Tüm bu çalışmaların neticesinde 9/11 olaylarının, ABD’nin Afganistan müdahalesinden almış olduğu desteği kaybetmeksizin, benzer nedenlerle Irak’a saldırmasının ve bu işgali gerçekleştirmesinin temelinde yatan sebebin uluslararası sistem de gücünü korumak ve kesin kazanç elde etmek için  gerçekleştirdiği anlaşılacak ve meydana gelen bu olayın açıklamasının Realizm tarafından doğru şekilde yorumlandığı sonucuna varılacaktır.

  1. Giriş

11 Eylül 2001 tarihinde, Amerika Birleşik Devletlerinin önemli ve simge merkezlerine yapılan terör saldırılarının sıradan ve plansız bir terör saldırısı olarak aktarılması mümkün değildir.  ABD’nin kendi içinde yaşadığı iç savaştan sonra özellikle kendi topraklarında bu derece şiddetli bir saldırıya maruz kalmamış, güvenlik ve özgürlük ülkesi olarak bilinen ABD ‘ye bu saldırı gerçekleştirildikten sonra ciddi bir travma yaşanmıştır. Saldırının hemen ardından uluslararası toplum ABD’nin yanında yer almış ve Afganistan Müdahalesinin yapılması noktasında ciddi bir destek verilmiştir. Ancak daha sonrasında ABD’nin Afganistan’da güvenlik gerekçesiyle yapmış olduğu operasyon, Irakta kendisini bir işgal olarak göstermiştir. Afganistan’a olan müdahalenin bir güvenlik kaygısı taşımasının yanında, Irak’ın işgali uluslararası toplumun desteğini arkasına alan ABD için bir fırsat oluşturmuş ve güvenlik kaygısıyla başlayan mücadele ABD’nin güç kaygısına dönüşmüştür. Irak’ın işgalinden sonra ABD’nin bölge ülkelerini dizayn etme girişimleri ABD için güvenlik kaygısından ziyade güç kazanma isteğinin ön planda olduğunun bir göstergesidir.

Gerçekleştirilen Afganistan müdahalesinin ve Irak işgalinin Realizm ve Yapısal Realizm açısından incelenip anlamlandırılması bu çalışmanın ana konusunu oluşturmaktadır.

  1. Uluslararası İlişkiler Teorileri ( Realizm, Yapısal Realizm )

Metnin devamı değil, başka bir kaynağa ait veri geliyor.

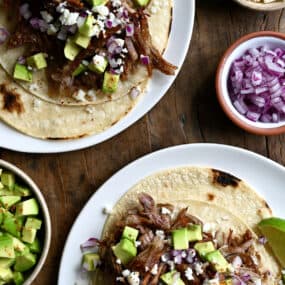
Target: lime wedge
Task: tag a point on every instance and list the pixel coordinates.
(274, 230)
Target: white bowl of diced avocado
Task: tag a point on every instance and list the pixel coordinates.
(25, 228)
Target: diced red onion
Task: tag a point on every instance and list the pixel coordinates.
(130, 30)
(257, 84)
(145, 59)
(39, 24)
(25, 11)
(4, 34)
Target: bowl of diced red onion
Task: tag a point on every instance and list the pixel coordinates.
(250, 83)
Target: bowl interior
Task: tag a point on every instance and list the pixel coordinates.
(45, 213)
(268, 41)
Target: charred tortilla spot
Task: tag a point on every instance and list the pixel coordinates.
(12, 100)
(224, 179)
(211, 196)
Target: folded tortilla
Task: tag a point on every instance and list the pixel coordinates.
(213, 196)
(159, 25)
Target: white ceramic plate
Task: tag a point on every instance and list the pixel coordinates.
(264, 175)
(180, 36)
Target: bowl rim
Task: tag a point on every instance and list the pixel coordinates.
(219, 92)
(261, 6)
(45, 211)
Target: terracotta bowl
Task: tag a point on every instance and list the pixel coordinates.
(253, 40)
(45, 215)
(261, 6)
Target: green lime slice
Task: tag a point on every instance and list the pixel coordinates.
(274, 231)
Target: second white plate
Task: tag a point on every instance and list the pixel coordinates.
(264, 175)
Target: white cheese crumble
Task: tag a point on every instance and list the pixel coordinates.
(98, 60)
(198, 267)
(154, 270)
(46, 16)
(126, 272)
(134, 278)
(101, 10)
(171, 264)
(79, 95)
(160, 234)
(165, 211)
(68, 18)
(52, 29)
(189, 273)
(107, 210)
(209, 228)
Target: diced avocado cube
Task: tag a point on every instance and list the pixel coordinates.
(25, 262)
(169, 277)
(8, 201)
(71, 50)
(18, 278)
(35, 247)
(6, 262)
(180, 239)
(125, 250)
(90, 261)
(12, 224)
(33, 223)
(81, 40)
(130, 233)
(203, 248)
(217, 260)
(87, 28)
(6, 247)
(98, 64)
(29, 235)
(8, 179)
(21, 72)
(80, 69)
(18, 245)
(194, 233)
(37, 60)
(141, 3)
(98, 2)
(6, 274)
(27, 208)
(110, 82)
(21, 190)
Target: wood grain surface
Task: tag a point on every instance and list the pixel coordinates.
(188, 113)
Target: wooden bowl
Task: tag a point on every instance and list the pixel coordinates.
(253, 40)
(261, 6)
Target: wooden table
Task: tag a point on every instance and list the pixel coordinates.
(188, 113)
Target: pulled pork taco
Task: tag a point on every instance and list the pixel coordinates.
(74, 68)
(155, 235)
(83, 52)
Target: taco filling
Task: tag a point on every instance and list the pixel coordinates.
(81, 46)
(158, 244)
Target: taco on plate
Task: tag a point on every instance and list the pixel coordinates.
(97, 55)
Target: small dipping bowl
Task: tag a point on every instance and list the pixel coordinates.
(269, 39)
(46, 239)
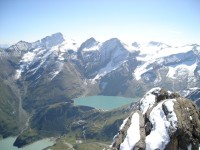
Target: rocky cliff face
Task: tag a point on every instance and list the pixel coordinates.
(161, 120)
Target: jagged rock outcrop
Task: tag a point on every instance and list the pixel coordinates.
(162, 120)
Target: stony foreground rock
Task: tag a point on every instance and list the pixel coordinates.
(166, 121)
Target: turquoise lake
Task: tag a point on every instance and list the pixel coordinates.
(7, 144)
(104, 102)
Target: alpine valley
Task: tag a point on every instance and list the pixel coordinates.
(39, 80)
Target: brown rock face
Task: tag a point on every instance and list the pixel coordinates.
(181, 122)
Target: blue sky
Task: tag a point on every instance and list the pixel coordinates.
(169, 21)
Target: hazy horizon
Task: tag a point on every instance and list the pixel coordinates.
(171, 22)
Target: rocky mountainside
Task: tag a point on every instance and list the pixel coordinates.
(194, 95)
(55, 70)
(161, 120)
(94, 67)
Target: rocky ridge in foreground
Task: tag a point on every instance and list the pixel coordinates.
(162, 120)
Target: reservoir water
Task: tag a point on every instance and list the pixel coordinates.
(104, 102)
(7, 144)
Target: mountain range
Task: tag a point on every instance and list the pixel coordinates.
(54, 70)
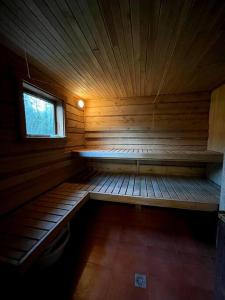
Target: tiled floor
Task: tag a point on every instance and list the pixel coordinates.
(110, 242)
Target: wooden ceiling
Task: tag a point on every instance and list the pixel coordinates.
(112, 48)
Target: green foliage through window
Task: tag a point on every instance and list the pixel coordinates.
(39, 115)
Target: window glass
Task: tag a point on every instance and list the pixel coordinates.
(39, 115)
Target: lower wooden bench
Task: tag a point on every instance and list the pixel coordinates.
(25, 233)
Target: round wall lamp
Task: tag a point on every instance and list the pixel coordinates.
(80, 104)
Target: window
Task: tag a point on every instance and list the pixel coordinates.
(44, 114)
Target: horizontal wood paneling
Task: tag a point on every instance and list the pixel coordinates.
(32, 166)
(216, 140)
(175, 122)
(122, 48)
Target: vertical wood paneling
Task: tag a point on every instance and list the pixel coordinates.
(216, 140)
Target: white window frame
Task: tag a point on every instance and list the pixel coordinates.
(59, 115)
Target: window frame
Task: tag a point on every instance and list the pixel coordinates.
(59, 117)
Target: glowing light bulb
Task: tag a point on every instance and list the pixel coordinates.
(80, 103)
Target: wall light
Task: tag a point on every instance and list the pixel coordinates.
(80, 103)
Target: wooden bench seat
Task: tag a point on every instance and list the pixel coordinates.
(154, 190)
(26, 232)
(146, 154)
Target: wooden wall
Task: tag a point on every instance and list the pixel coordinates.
(30, 167)
(216, 140)
(175, 122)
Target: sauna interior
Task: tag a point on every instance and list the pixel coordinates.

Devletlerin uluslararası alanda gösterdikleri tutum ve davranışları yorumlamak ve anlaşılır hale getirmek Uluslararası Teorilerin çabasıdır. Ortaya çıkan olaylarda devletlerin hangi reflekslerle hareket ettiği ve hangi sonuçlara ulaşmaya çalıştığı onu yorumlayacak teori için bir ipucu oluşturmaktadır. Meydana gelen olayları yorumlamak için, konumuz olan Realist teorilerin genel söylemleri hakkında bilgi sahibi olmaya ihtiyacımız vardır.

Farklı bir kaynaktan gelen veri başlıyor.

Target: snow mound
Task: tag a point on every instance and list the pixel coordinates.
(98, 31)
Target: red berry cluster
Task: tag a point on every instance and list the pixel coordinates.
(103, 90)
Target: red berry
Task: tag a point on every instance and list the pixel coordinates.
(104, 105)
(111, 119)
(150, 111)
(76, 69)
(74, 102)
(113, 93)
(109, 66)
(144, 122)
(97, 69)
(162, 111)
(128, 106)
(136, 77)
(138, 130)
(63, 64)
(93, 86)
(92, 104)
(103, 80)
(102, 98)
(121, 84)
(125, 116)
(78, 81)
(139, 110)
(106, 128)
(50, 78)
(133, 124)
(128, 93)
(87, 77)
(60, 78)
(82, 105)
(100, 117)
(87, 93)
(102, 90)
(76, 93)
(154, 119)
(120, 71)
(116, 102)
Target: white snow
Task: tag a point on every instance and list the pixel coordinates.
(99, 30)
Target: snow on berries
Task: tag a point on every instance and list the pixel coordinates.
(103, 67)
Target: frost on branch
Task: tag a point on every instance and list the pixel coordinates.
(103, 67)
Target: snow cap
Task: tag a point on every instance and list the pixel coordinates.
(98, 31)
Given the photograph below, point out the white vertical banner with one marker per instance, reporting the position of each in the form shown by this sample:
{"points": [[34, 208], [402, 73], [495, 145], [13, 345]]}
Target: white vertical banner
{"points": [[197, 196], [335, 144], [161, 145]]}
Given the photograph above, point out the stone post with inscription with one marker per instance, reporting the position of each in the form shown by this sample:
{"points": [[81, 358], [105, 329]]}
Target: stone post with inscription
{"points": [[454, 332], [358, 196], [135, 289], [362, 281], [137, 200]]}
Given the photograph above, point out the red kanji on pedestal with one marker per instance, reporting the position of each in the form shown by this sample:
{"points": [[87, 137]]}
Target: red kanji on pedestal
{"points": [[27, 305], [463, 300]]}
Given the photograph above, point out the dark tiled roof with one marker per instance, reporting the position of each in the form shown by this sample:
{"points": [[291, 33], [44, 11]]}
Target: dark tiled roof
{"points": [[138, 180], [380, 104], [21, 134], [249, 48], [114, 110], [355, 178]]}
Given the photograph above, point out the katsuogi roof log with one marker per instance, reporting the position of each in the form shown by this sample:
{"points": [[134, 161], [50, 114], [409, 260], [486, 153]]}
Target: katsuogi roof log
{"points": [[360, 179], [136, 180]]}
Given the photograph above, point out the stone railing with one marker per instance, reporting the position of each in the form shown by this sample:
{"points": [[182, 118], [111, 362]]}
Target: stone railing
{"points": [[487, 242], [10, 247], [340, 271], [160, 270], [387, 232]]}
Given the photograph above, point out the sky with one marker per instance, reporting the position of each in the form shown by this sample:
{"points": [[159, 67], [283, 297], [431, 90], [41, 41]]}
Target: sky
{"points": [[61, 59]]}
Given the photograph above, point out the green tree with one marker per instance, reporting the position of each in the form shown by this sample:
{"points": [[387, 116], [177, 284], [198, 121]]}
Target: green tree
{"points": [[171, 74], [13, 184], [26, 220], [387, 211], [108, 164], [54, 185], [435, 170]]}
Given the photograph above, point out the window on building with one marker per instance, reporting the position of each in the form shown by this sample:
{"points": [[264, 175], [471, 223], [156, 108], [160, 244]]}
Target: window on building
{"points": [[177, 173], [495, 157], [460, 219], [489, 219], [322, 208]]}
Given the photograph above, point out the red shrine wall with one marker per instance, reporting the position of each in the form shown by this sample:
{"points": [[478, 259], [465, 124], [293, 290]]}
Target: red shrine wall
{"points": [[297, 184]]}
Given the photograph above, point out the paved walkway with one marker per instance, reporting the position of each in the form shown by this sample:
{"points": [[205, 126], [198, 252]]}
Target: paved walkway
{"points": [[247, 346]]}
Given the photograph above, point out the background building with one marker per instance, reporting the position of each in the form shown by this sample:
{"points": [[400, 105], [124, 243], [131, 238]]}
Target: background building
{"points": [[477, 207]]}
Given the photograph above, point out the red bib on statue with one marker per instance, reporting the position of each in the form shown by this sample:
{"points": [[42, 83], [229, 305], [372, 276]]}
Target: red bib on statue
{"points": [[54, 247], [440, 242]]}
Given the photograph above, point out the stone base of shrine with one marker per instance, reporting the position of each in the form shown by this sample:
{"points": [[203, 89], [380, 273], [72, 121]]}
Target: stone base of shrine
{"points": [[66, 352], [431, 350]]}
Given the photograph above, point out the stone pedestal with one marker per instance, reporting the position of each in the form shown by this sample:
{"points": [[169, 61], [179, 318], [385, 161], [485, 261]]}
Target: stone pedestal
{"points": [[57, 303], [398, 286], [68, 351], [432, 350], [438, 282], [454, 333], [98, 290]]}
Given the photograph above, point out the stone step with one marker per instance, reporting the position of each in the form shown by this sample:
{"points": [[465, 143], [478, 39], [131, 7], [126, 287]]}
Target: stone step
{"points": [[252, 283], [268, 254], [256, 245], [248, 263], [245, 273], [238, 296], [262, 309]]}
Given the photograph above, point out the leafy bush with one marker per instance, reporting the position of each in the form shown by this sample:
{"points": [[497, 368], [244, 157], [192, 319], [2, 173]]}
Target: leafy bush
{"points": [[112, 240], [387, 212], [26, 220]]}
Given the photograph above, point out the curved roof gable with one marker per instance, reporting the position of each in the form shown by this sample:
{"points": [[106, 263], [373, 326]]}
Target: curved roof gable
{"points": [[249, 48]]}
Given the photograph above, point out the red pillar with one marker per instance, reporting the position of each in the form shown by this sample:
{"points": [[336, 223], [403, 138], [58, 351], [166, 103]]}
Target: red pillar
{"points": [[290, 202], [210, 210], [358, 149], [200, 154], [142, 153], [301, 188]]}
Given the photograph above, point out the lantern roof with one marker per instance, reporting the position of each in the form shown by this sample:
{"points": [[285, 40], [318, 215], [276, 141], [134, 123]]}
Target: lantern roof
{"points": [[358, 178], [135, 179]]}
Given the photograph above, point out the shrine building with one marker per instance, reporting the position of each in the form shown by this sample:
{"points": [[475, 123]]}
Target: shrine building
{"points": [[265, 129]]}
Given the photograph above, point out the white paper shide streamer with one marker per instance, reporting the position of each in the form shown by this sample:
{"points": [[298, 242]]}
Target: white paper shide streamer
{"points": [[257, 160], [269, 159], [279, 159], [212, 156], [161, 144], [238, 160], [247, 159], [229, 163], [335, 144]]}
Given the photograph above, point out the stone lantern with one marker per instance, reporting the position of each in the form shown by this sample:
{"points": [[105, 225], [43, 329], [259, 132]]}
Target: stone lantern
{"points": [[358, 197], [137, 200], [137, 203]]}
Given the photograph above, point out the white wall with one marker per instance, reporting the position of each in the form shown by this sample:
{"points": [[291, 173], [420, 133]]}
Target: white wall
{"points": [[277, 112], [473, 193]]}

Realizmin ortaya çıkışı 20. yüzyıla dayanmaktadır. Peloponezya Savaşlarının ardından aynı savaşta bir general olarak bulunan Thucydides, savaşların nedenleri ve liderlerin politikalarını inceleyerek suretiyle geçmişten dersler çıkarmayı amaçlamıştır. Thucydides, Peloponezya Savaşlarının Sparta’nın güvenlik kaygısından dolayı meydana geldiğini bildirmiş ve Sparta’nın egemenliğini kaybetme endişesiyle Atina’ya saldırdığını aktarmıştır ( Viotti ve Kauppi 1993: 37-38; Forde, 1992: 374). Thucydides’in söyleminden anlaşılacağı üzere Sparta’nın saldırmasının nedeni Atina’nın güçlenmesinden kaynaklanmaktadır. Sparta, Atina’nın güçlenmesini kendisine karşı bir tehdit olarak yorumlamış ve Atina’ya saldırmıştır. Realizm felsefesinin temel düşüncesi burada kendisini göstermiş, bulunduğu sistemde devletlerin mutlak güçlü ve hâkimiyet sahibi olmak istemesi Realist devletin önceliğini oluşturmaktadır.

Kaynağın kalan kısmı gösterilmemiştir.